La aparente estrategia que llevan adelante algunos legisladores del Partido Justicialista contra el gobierno de la provincia de Santa Fe, y que consiste en realizar imputaciones por supuestos delitos a funcionarios de distintos niveles del Estado y en reiterar los pedidos de renuncia contra algunos ministros, termina “haciéndole el juego” a los verdaderos delincuentes y, por ende, beneficiando al negocio del narcotráfico. Esta vez le tocó el turno al subsecretario de Coordinación Operativa del Ministerio de Seguridad, Diego Poretti, quien fue acusado sin fundamentos por la oposición de ser uno de los responsables de las irregularidades provocadas en un allanamiento realizado en 2012. Nombrado por el decreto 123 en 2011, el subsecretario tiene entre sus funciones asignadas ?coordinar y supervisar las políticas operativas y acciones tendientes a la constitución de los mayores niveles de seguridad ciudadana?. Es por eso que durante el procedimiento, en el que estaba presente el Juez Pegasano, la fiscal María del Carmen Bertone y sus respectivos secretarios, Poretti se encargó de garantizar que la policía cumpliera con lo que el magistrado ordenaba. Sorprenden las declaraciones condenatorias de algunos de los diputados opositores teniendo en cuenta que se trata de una imputación por parte de un fiscal federal, no del procesamiento de un juez. ¿Que tendrían que hacer los legisladores del Frente Progresista con las acusaciones y, en otros casos, procesamientos de funcionarios del gobierno nacional de la más altas investiduras como Boudou, Macri, y la mismísima presidenta de la nación?

Algo muy parecido sucedió con las denuncias formuladas ante la justicia por los diputados del PJ contra Javier Echaniz y Martín Degrati, secretario y subsecretario de Tecnologías para la Gestión del Ministerio de Gobierno y Reforma del Estado, por el peritaje a la computadora del narcotraficante asesinado Luís Medina. Durante meses se agitó el fantasma de la ?prueba invalidada? en relación a la información que contenía la notebook hasta que finalmente la pericia realizada por Gendarmería pudo comprobar que no fue alterado el contenido de la misma. Lo que aún hoy no fue aclarado es la razón por la cual los legisladores tuvieron acceso a información y a actas procesales ya que, al decir de la jueza Raquel Cosgaya, no eran parte de la causa.
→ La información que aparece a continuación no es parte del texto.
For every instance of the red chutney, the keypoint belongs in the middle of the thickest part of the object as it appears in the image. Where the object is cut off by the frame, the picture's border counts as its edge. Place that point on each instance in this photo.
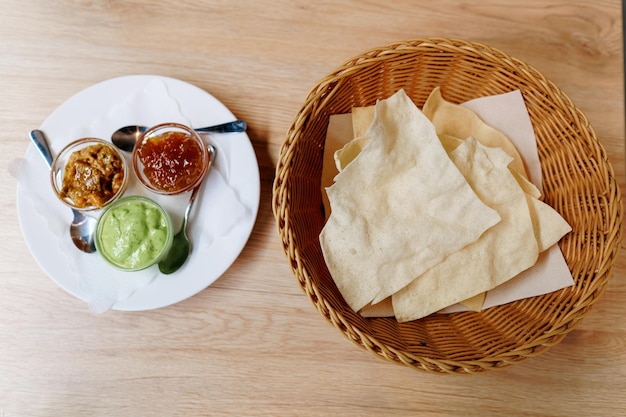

De esta manera, las acciones y actitudes de los diputados justicialistas están poniendo en riesgo las investigaciones de la justicia sobre el narcotráfico, al sembrar dudas sobre los procedimientos e invalidar las pruebas recabadas, lo cual favorece conciente o inconcientemente a los narcos y se torna funcional a la estrategia de los abogados defensores.